Leaving out the index means that we require at least one of "dma-names"
strings or adding the direction.
> > The existing method we have for avoiding index numbers is to use
> > named fields, like
> > dmas = <&dmac0 matchA>, <dmac1 matchB>, <dmac2 matchC>;
> > dma-names = "rx", "rx", "tx";
> > This is similar to how we use named interrupt and mmio resources, but
> > it requires that we always request the dma lines by name, which is
> > slightly more complex than we might want it to be.
> Ok, but how do you get the req-id from the above binding? Doesn't it
> need to be stored there somewhere even for the most simplest case? Or
> are you saying that in this case you are just returning a name and the
> dma driver resolves that into a req-id?
the req-id is what I called matchA, matchB, matchC here, it could be
a set of multiple cells, the number of which gets determined by the
dmaengine's #dma-cells property.
> > Because the vast majority of cases just use a single channel, or one
> > channel per direction, my idea was to encode the direction in the
> > dmas property, which lets us request a dma channel by direction from
> > the driver side, without explicitly encoding the name.

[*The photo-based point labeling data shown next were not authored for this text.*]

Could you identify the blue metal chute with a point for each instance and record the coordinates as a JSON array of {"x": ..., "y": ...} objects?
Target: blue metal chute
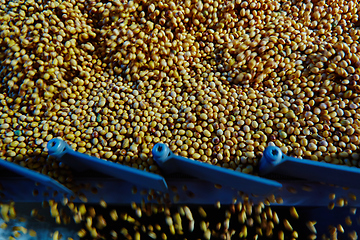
[
  {"x": 276, "y": 162},
  {"x": 35, "y": 176},
  {"x": 79, "y": 161},
  {"x": 171, "y": 163}
]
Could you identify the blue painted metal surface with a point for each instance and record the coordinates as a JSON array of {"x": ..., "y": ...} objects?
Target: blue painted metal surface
[
  {"x": 80, "y": 162},
  {"x": 171, "y": 163},
  {"x": 35, "y": 176},
  {"x": 274, "y": 161}
]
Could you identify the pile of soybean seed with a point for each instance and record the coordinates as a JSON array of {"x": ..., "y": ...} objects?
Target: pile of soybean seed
[{"x": 218, "y": 81}]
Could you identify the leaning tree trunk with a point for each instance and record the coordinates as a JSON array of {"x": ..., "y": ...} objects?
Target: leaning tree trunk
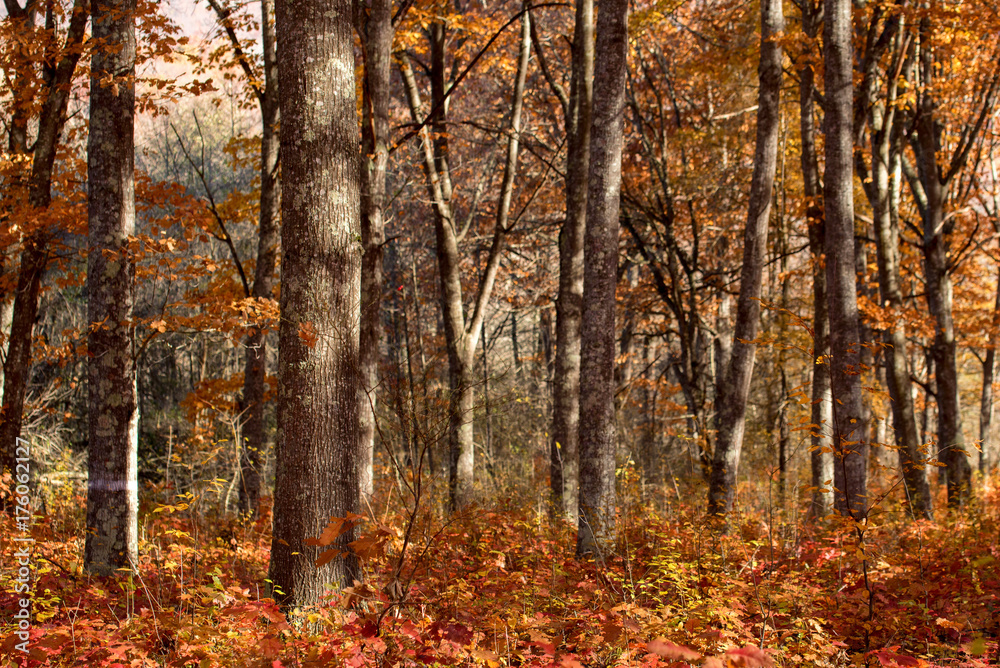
[
  {"x": 820, "y": 450},
  {"x": 35, "y": 251},
  {"x": 255, "y": 356},
  {"x": 461, "y": 334},
  {"x": 850, "y": 475},
  {"x": 376, "y": 33},
  {"x": 113, "y": 412},
  {"x": 882, "y": 181},
  {"x": 316, "y": 475},
  {"x": 565, "y": 456},
  {"x": 731, "y": 400},
  {"x": 597, "y": 342},
  {"x": 986, "y": 409}
]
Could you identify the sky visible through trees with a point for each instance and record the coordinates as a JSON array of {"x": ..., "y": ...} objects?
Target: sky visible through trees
[{"x": 494, "y": 333}]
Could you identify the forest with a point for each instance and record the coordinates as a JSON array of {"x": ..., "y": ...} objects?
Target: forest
[{"x": 499, "y": 333}]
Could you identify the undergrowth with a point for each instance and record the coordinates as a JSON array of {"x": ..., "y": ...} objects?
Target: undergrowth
[{"x": 500, "y": 586}]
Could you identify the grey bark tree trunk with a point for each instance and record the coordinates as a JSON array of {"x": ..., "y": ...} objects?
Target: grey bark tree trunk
[
  {"x": 986, "y": 409},
  {"x": 931, "y": 190},
  {"x": 850, "y": 475},
  {"x": 252, "y": 446},
  {"x": 821, "y": 448},
  {"x": 461, "y": 334},
  {"x": 35, "y": 253},
  {"x": 597, "y": 341},
  {"x": 376, "y": 32},
  {"x": 316, "y": 473},
  {"x": 731, "y": 399},
  {"x": 565, "y": 456},
  {"x": 881, "y": 181},
  {"x": 113, "y": 412}
]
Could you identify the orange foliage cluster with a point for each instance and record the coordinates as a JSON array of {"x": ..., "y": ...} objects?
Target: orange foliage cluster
[{"x": 500, "y": 587}]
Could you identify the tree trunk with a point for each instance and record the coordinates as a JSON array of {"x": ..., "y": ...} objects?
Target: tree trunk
[
  {"x": 597, "y": 336},
  {"x": 821, "y": 448},
  {"x": 850, "y": 475},
  {"x": 882, "y": 181},
  {"x": 564, "y": 458},
  {"x": 34, "y": 253},
  {"x": 986, "y": 409},
  {"x": 731, "y": 399},
  {"x": 461, "y": 334},
  {"x": 316, "y": 470},
  {"x": 113, "y": 412},
  {"x": 255, "y": 356},
  {"x": 376, "y": 32}
]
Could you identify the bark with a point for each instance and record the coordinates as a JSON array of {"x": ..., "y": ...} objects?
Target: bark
[
  {"x": 850, "y": 475},
  {"x": 35, "y": 252},
  {"x": 881, "y": 181},
  {"x": 597, "y": 336},
  {"x": 316, "y": 473},
  {"x": 461, "y": 333},
  {"x": 376, "y": 32},
  {"x": 17, "y": 146},
  {"x": 986, "y": 409},
  {"x": 564, "y": 458},
  {"x": 113, "y": 412},
  {"x": 821, "y": 412},
  {"x": 731, "y": 400},
  {"x": 253, "y": 443}
]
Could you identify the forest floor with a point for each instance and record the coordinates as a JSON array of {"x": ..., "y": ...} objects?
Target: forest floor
[{"x": 500, "y": 586}]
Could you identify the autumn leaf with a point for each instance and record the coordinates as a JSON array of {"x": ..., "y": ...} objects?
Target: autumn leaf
[
  {"x": 669, "y": 650},
  {"x": 751, "y": 657}
]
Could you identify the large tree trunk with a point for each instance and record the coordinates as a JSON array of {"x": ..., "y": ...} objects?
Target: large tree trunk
[
  {"x": 113, "y": 412},
  {"x": 597, "y": 344},
  {"x": 850, "y": 475},
  {"x": 880, "y": 184},
  {"x": 731, "y": 399},
  {"x": 316, "y": 473},
  {"x": 34, "y": 253},
  {"x": 255, "y": 356},
  {"x": 461, "y": 334},
  {"x": 376, "y": 32},
  {"x": 820, "y": 450},
  {"x": 931, "y": 186},
  {"x": 565, "y": 457}
]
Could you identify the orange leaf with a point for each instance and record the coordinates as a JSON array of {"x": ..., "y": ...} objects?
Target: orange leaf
[{"x": 669, "y": 650}]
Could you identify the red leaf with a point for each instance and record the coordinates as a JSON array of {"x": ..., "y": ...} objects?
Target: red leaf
[
  {"x": 752, "y": 657},
  {"x": 669, "y": 650}
]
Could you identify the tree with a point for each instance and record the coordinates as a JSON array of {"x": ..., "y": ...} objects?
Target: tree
[
  {"x": 113, "y": 415},
  {"x": 564, "y": 454},
  {"x": 255, "y": 355},
  {"x": 55, "y": 92},
  {"x": 850, "y": 449},
  {"x": 595, "y": 533},
  {"x": 931, "y": 183},
  {"x": 316, "y": 474},
  {"x": 376, "y": 30},
  {"x": 820, "y": 451},
  {"x": 731, "y": 400},
  {"x": 462, "y": 333},
  {"x": 881, "y": 183}
]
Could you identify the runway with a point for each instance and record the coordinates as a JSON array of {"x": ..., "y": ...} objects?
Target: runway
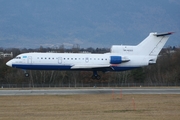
[{"x": 91, "y": 91}]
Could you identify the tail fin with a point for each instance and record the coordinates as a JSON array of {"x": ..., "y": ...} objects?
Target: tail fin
[{"x": 153, "y": 44}]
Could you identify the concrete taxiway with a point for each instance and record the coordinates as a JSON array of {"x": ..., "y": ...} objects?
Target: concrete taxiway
[{"x": 91, "y": 91}]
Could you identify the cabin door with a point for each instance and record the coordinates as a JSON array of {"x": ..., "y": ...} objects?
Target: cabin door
[
  {"x": 86, "y": 59},
  {"x": 29, "y": 60},
  {"x": 59, "y": 60}
]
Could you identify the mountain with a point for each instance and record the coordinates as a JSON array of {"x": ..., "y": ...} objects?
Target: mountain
[{"x": 88, "y": 23}]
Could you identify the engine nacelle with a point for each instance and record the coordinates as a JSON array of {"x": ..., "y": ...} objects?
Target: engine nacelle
[{"x": 115, "y": 59}]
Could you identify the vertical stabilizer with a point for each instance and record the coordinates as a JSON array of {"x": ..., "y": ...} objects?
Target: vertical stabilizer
[{"x": 153, "y": 44}]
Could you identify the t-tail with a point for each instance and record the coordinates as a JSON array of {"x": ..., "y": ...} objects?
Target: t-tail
[{"x": 153, "y": 44}]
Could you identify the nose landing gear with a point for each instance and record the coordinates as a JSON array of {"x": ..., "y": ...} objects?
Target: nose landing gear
[
  {"x": 26, "y": 74},
  {"x": 95, "y": 76}
]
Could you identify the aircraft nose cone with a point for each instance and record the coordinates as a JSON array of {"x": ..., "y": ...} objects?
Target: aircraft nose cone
[{"x": 9, "y": 63}]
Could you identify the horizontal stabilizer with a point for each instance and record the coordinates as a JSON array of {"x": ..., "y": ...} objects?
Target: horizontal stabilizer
[
  {"x": 88, "y": 66},
  {"x": 163, "y": 34}
]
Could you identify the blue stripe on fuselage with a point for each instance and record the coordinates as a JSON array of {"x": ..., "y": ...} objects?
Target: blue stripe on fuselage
[
  {"x": 67, "y": 67},
  {"x": 43, "y": 67}
]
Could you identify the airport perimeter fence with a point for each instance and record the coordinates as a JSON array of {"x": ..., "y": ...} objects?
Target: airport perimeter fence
[{"x": 89, "y": 85}]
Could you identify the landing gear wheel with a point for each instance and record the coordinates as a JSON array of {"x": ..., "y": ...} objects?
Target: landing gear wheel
[{"x": 26, "y": 74}]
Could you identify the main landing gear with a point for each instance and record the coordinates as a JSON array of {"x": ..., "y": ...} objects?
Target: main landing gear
[
  {"x": 96, "y": 76},
  {"x": 26, "y": 74}
]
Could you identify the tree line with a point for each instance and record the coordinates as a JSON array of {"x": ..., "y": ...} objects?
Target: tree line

> Yes, thats fine and so the direction is really the match criteria in
> this case.
No, it's not :(
> > This would let us handle the following cases very easily:
> > 1. one read-write channel
> > dmas = <&dmac 0x3 match>;
> Where 0x3 is the req-id? Just to confirm ;-)
> Why not have match after the phandle to be consistent with the simple
> example using name fields above?
The 0x3 is the direction, 1 for read, 2 for write, and 3 for read-write
in this example. Sorry for being unclear.
The direction has to come before the dma-engine specific request ID
data so that the common code can interpret it, while the variable-length
data after it is only interpreted by the dmaengine driver.